LUCAS ROLLED THE U-Haul truck along the JFK departures curb, eased it to a stop, and shifted into park. His entire life was in the back of this box truck, all his stuff haphazardly crammed into cardboard boxes he’d picked up at the local Home Depot. He’d always known there was a chance Caroline would leave him to pack it all on his own—her things left to float around half-empty rooms—but there was a difference between maybe and certainty. Here, certainty won out in the end.

Caroline had filled a couple of suitcases with Jeanie’s summer clothes, but making room in her daughter’s closet was the extent of her involvement. Lucas hadn’t had the heart to beg her to reconsider her decision. Amid seemingly endless boxes and a mad dash to stay on Jeffrey Halcomb’s seemingly arbitrary four-week schedule, Lucas hadn’t allowed the magnitude of the situation to sink in. At least not until now.

The full weight of it hit him after Caroline asked for a ride to the airport, so nonchalant, no big deal. He had wanted to seethe through his teeth at her nerve. Why couldn’t she call the illustrious (and loaded) Kurt Murphy rather than bumming a ride with her soon-to-be ex?
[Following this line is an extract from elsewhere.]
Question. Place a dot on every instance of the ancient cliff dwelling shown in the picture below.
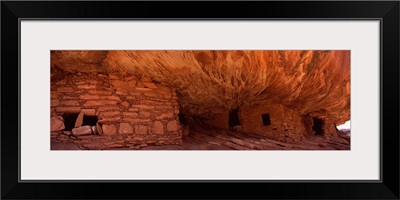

But instead of going off at the mere suggestion of carpooling, he had simply nodded despite their past ten days of avoidant silence.

He wanted to be pissed that Caroline hadn’t spoken so much as a handful of sentences to him for the past week and a half; wanted to rage at the fact that, while he had spent that time scrambling to get himself together—the boxes, the packing, the moving truck, the rental house—she hadn’t done anything but sit on the phone with her sister, talking about Italy while their marriage gasped its final breath. He couldn’t tell if she was pretending to be strong, or if she genuinely didn’t care.